Synapse formation is associated with memory storage in the cerebellum

Jeffrey A Kleim *,†,, John H Freeman Jr §,, Rochelle Bruneau *, Brian C Nolan §, Natalie R Cooper *, Alison Zook *, Drew Walters *
PMCID: PMC130615  PMID: 12235373

Abstract

The idea that memory is encoded by means of synaptic growth is not new. However, this idea has been difficult to demonstrate in the mammalian brain because of both the complexity of mammalian behavior and the neural circuitry by which it is supported. Here we examine how eyeblink classical conditioning affects synapse number within the cerebellum; the brain region essential for long-term retention of the conditioned response. Results showed eyeblink-conditioned rats to have significantly more synapses per neuron within the cerebellar interpositus nucleus than both explicitly unpaired and untrained controls. Further analysis showed that the increase was caused by the addition of excitatory rather than inhibitory synapses. Thus, development of the conditioned eyeblink response is associated with a strengthening of inputs from precerebellar nuclei rather than from cerebellar cortex. These results demonstrate that the modifications of specific neural pathways by means of synaptogenesis contributes to formation of a specific memory within the mammalian brain.

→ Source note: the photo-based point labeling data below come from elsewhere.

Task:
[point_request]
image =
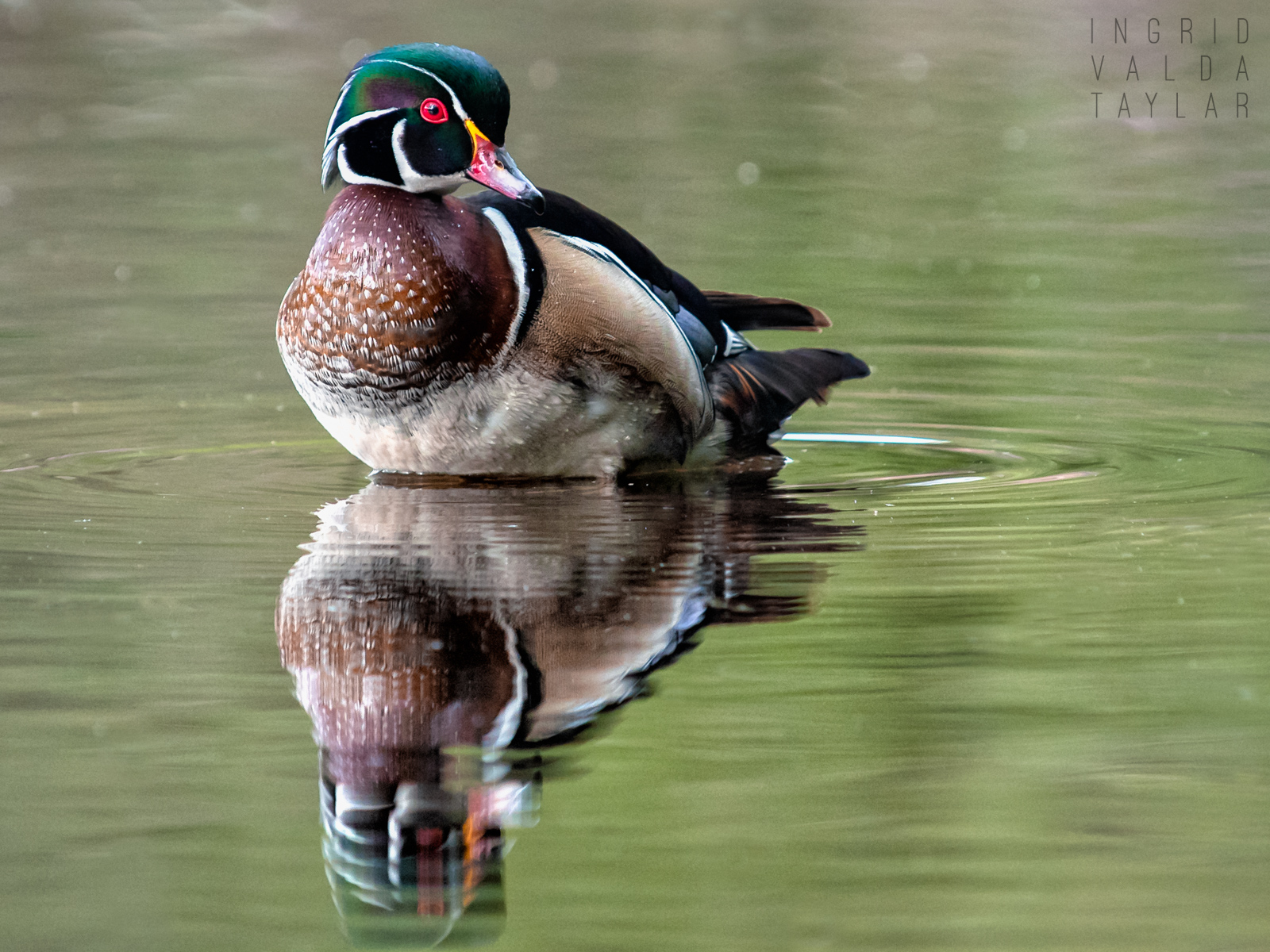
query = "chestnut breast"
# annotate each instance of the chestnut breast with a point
(399, 292)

For every act of memory, every exercise of bodily aptitude, every habit, recollection, train of ideas, there is a specific neural grouping, or co-ordination, of sensations and movement, by virtue of specific growths in cell junctions (1).

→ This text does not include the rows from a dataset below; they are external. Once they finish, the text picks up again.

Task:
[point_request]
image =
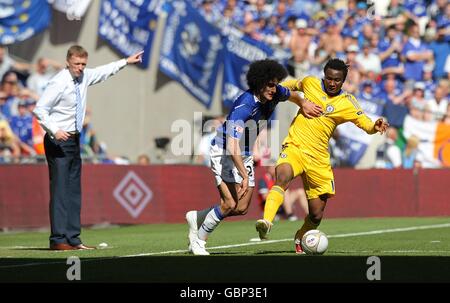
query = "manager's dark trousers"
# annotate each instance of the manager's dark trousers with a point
(64, 167)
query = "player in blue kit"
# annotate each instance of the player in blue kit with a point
(230, 150)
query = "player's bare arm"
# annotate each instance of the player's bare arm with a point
(235, 151)
(381, 126)
(309, 109)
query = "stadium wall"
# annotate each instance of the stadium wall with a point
(163, 193)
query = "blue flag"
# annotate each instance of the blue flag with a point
(20, 20)
(240, 51)
(128, 27)
(191, 51)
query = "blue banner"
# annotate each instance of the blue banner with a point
(20, 20)
(240, 51)
(128, 27)
(191, 51)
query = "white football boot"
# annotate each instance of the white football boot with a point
(198, 247)
(191, 218)
(263, 228)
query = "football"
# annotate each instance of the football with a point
(314, 242)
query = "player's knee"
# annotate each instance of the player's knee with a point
(283, 180)
(316, 215)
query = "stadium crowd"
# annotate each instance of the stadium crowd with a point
(399, 66)
(399, 59)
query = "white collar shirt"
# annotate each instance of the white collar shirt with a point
(56, 108)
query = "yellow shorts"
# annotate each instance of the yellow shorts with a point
(318, 178)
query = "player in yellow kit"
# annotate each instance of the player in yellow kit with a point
(305, 149)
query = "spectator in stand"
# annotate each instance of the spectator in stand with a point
(9, 147)
(209, 11)
(21, 125)
(350, 31)
(300, 40)
(418, 102)
(395, 108)
(332, 40)
(446, 118)
(7, 63)
(438, 105)
(368, 60)
(45, 69)
(389, 154)
(428, 81)
(389, 50)
(447, 67)
(441, 50)
(37, 131)
(143, 159)
(409, 155)
(415, 55)
(10, 86)
(354, 75)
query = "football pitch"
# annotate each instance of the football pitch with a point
(407, 249)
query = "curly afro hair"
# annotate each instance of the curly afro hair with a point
(337, 64)
(261, 72)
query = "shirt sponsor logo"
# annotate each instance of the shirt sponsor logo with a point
(329, 109)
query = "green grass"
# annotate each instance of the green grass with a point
(158, 253)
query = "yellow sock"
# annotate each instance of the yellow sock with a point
(307, 225)
(273, 202)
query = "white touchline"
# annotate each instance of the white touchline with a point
(364, 233)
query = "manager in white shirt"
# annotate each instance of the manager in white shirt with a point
(60, 111)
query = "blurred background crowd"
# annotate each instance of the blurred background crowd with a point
(398, 57)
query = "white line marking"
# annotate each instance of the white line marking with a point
(365, 233)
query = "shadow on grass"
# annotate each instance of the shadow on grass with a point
(228, 269)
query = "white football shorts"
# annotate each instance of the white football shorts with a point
(224, 169)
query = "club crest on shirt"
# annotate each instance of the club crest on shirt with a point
(329, 109)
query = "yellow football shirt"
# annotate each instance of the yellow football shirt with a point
(311, 136)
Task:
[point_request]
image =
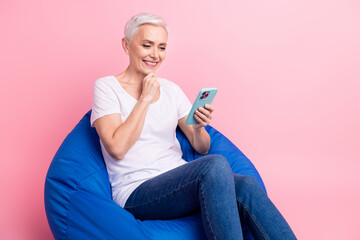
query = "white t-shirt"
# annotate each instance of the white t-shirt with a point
(157, 150)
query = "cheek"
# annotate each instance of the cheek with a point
(163, 55)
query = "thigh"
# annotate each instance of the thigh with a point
(172, 194)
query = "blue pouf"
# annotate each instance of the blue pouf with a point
(78, 200)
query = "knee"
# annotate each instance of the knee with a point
(218, 166)
(244, 182)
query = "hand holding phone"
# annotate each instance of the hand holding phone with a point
(205, 96)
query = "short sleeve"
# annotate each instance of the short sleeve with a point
(184, 105)
(104, 101)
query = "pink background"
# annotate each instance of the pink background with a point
(289, 95)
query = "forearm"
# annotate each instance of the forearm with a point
(201, 140)
(129, 132)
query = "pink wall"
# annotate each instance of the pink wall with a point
(289, 95)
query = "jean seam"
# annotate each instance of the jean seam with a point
(265, 236)
(206, 215)
(156, 199)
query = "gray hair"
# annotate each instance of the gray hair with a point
(134, 23)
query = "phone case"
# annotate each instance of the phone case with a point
(206, 96)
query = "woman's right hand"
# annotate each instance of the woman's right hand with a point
(150, 88)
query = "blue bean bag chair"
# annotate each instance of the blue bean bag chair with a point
(78, 200)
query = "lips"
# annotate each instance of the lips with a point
(150, 63)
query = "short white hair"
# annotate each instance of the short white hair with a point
(134, 23)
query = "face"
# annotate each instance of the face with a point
(147, 49)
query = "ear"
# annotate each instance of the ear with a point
(125, 45)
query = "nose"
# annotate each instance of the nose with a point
(155, 53)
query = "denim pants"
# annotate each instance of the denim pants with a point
(225, 199)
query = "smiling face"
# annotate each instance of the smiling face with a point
(147, 49)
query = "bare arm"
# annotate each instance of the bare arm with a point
(119, 137)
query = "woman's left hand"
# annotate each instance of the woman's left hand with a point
(203, 116)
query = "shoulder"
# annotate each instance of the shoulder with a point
(106, 83)
(168, 85)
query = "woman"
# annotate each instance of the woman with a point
(135, 114)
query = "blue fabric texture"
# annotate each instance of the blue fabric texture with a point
(78, 200)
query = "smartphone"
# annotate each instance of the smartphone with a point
(206, 96)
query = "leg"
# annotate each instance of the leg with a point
(258, 212)
(206, 183)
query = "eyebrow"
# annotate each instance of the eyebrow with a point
(147, 40)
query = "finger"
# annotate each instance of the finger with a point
(205, 112)
(200, 121)
(202, 116)
(209, 107)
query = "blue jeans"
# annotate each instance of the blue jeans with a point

The neural circuits critical for the acquisition and performance of the conditioned eyeblink response are localized to the cerebellum (2). Information regarding the unconditioned stimulus (US) and conditioned stimulus (CS) converge within both the cerebellar cortex and the interpositus nucleus. CS information is relayed via ponto-cerebellar projections, whereas US information is relayed via the olivo-cerebellar pathway (2, 3). Although the cerebellar cortex is involved in modulating some aspects of the conditioned response (CR) (4, 5), the interpositus nucleus is the critical brain structure supporting long-term retention of the CR (2, 6, 7). Neuronal activity within the interpositus nucleus is highly correlated with development of the CR (5, 7), and inactivation of the interpositus prevents both CR acquisition and performance (8).

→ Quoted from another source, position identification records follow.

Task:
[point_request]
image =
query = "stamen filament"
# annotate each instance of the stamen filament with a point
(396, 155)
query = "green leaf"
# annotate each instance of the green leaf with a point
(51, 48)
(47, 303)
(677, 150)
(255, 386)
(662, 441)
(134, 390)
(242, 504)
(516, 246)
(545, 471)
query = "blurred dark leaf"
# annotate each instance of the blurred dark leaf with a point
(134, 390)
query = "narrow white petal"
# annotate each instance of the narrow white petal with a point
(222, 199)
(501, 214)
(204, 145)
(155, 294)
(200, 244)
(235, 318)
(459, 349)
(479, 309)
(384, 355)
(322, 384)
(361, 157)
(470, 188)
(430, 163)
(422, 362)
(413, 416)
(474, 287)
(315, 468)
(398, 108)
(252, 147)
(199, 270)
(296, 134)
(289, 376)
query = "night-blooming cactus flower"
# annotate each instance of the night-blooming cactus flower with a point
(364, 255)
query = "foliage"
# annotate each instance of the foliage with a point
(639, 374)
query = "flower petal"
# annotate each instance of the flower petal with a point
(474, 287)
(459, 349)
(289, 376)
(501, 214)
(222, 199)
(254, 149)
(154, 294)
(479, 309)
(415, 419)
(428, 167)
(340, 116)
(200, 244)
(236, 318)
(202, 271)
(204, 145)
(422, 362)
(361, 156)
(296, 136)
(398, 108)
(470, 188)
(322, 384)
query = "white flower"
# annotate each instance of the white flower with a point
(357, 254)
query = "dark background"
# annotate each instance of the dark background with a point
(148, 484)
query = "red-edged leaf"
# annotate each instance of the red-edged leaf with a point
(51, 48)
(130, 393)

Although the locus of the memory trace is clear, the cellular mechanisms underlying the formation of the CS/US association are poorly understood. Several mechanisms have been proposed, including increases in the intrinsic excitability of interpositus neurons and reduced inhibition via depression of Purkinje cell activity (9). The fact that inhibition of specific synaptic enzymes (10) and neurotransmitter receptors (11) within the interpositus nucleus impair learning suggests that changes in synaptic function are involved. Transient changes in enzyme or receptor activity, however, would seem incapable of supporting the long-term encoding of the CS/US association. Recent work has shown that microinjections of a protein synthesis inhibitor into the interpositus nucleus impairs the acquisition but not the expression of the CR (12). This finding suggests that strengthening of the CS pathway may involve more permanent changes in cell structure. In the present experiment, we tested the hypothesis that development of the conditioned eyeblink response is associated with synapse formation within the interpositus nucleus.

Materials and Methods

Eyeblink Conditioning.

Adult rats were given i.p. injections of pentobarbital (1.6 ml/kg) and atropine sulfate (0.67 mg/kg) for anesthesia. The rat's head was positioned in a stereotaxic head holder and fitted with differential electromyography (EMG) electrodes that were implanted in the left eyelid muscle (orbicularis oculi) and a ground electrode was attached to a stainless steel skull screw. The EMG electrode leads terminated in gold pins in a plastic connector, which was secured to the skull with dental acrylic. A bipolar stimulating electrode (for delivering the shock US) was implanted subdermally, immediately caudal to the left eye. The bipolar electrode terminated in a plastic connector that was secured to the skull by dental acrylic.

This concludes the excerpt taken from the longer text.